# Cleaning interior?



## ELVIS (Oct 7, 2012)

Suggestions for best products(s) to do dash top and platic parts of doors/next to rear seats etc etc.

Want to get any grime out and give it a really good clean. Soap and soft brush followed by a cleaner/polish?

All i know is dont use silicon as its slippy and dont lick any bare wires. thats it really


----------



## YELLOW_TT (Feb 25, 2004)

I use MrShean for all my inside plastics


----------



## L0z (Sep 8, 2011)

Auto Glym products.


----------



## ELVIS (Oct 7, 2012)

L0z said:


> Auto Glym products.


Had a look in gsf today. there are lots to choose from. my head hurt. i went to buy a burger from the greasy spoon caravan to recover. any particular one?

cheers chap


----------



## L0z (Sep 8, 2011)

Leather cleaner, leather balm, also you can get the interior plastic and vinyl spray.

All great products.


----------



## WozzaTT (Jan 15, 2006)

Babywipes was all I ever used on the dash and plastics etc in my MK1 - kept it immaculate.

Save yourself a few quid.


----------



## Kanikuman (May 13, 2010)

I use Aerospace 303 Protectant spray on both the exterior and interior plastics.

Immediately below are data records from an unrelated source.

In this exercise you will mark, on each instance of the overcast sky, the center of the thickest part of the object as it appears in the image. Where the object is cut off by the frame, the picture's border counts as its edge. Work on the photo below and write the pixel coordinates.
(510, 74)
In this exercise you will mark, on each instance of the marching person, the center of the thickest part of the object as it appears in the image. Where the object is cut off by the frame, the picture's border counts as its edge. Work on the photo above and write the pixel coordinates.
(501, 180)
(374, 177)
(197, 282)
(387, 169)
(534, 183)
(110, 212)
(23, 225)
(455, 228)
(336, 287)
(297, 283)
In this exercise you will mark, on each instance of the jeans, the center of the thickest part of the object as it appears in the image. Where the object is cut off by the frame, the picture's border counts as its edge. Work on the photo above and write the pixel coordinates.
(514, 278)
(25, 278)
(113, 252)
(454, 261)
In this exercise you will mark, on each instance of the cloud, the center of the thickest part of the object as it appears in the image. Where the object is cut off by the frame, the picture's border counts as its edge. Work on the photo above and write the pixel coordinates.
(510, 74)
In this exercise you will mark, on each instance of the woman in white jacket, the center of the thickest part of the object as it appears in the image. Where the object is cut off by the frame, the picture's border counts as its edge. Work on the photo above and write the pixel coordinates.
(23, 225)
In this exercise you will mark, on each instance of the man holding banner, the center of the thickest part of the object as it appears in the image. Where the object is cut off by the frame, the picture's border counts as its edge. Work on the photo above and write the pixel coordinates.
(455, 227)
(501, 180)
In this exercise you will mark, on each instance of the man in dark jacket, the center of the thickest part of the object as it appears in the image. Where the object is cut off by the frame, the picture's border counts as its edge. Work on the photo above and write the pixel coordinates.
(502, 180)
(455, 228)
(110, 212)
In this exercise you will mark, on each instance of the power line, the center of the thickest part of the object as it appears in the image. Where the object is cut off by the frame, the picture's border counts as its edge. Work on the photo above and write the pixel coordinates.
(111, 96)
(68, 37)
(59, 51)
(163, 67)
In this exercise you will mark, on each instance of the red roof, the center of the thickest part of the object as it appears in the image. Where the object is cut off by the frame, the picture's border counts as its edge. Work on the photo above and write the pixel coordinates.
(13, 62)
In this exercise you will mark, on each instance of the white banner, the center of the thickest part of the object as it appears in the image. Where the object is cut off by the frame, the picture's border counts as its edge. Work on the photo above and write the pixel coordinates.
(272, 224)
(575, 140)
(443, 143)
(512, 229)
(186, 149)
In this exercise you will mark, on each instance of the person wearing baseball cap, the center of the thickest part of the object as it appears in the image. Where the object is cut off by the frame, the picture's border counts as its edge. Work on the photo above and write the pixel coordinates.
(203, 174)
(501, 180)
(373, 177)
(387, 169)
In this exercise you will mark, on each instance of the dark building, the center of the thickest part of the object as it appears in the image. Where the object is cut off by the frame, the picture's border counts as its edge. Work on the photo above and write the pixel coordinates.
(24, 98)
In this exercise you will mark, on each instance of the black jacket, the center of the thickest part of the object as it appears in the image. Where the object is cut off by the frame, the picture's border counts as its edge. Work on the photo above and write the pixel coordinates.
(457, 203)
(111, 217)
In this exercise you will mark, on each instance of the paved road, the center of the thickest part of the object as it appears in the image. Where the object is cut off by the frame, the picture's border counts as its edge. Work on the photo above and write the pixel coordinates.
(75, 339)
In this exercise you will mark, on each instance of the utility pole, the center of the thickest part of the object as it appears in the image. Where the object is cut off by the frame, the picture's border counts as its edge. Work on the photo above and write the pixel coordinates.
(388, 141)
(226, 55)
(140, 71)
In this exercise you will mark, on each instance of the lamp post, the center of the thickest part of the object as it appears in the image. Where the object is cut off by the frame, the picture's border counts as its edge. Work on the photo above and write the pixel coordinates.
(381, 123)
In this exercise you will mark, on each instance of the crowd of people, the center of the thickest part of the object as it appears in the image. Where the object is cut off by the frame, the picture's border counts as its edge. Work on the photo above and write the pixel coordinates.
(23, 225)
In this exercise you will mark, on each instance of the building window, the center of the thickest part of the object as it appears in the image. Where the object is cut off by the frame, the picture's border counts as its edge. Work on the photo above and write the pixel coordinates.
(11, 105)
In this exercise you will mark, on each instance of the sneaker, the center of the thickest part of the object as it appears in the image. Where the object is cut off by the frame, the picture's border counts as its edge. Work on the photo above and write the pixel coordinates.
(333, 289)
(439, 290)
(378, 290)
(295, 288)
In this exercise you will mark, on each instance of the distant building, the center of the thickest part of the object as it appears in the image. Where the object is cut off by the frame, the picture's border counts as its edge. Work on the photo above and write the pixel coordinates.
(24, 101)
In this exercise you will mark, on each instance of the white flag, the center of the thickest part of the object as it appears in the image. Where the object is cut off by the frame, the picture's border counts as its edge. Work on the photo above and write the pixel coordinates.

It leaves a nice matt finish when buffed and helps prevent UV fading. You can purchase it from most car care websites (not Halfrauds).


----------



## Templar (Mar 9, 2012)

Kanikuman said:


> I use Aerospace 303 Protectant spray on both the exterior and interior plastics. It leaves a nice matt finish when buffed and helps prevent UV fading. You can purchase it from most car care websites (not Halfrauds).


+1, a great alround product for plastics inside and out.
+1 for Johnsons babywipes (not ya cheap ones) on the leather in between your yearly clean and conditioning.


----------



## JorgeTTCQ (May 7, 2002)

Einszett Cockpit Premium 

Cheers


----------